Bank of America today announced a new greenhouse gas emissions reduction commitment covering their office facilities.
While I welcome Bank of America’s continued acknowledgment that reducing greenhouse gas (GHG) emission reductions is critical for combating the climate crisis, Bank of America must move quickly beyond commitments to reduce the carbon footprint of direct energy consumption by their offices and set ambitious targets to address the much larger carbon footprint of Bank of America’s financing of coal and other dirty energy.

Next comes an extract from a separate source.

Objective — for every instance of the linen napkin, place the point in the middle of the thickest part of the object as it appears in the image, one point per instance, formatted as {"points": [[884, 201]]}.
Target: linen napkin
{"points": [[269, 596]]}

The climate footprint of Bank of America’s financing activities is estimated to be one hundred times larger than the size of its operational carbon footprint.
By profiling efforts to address the GHG emissions from their internal operations while quietly ignoring the GHG impacts of the billions of dollars that the bank provides each year for the extraction and burning of dirty fossil fuels like coal, Bank of America is at risk of misleading the public as to the true climate impacts of the company’s business.
As just one example, since 2009 Bank of America has provided financing for ten of the largest utilities operating coal-fired power plants, the biggest source of domestic GHG emissions, including participating in a $750 million bond issue for Duke Energy which is building the controversial Cliffside coal power plant. The 800 MW plant will emit over 240 million tons of CO2 over its expected “useful” lifetime, equivalent to the emissions from adding one million new cars to the road each year. Bank of America financing relationships in the U.S. power sector alone contribute to the release of more than 10% of total US emissions.
Bank of America should immediately commit to developing a more robust climate policy that includes: shifting the balance of financing in its utilities portfolio from dirty power sources, like coal, to cleaner, renewable energy.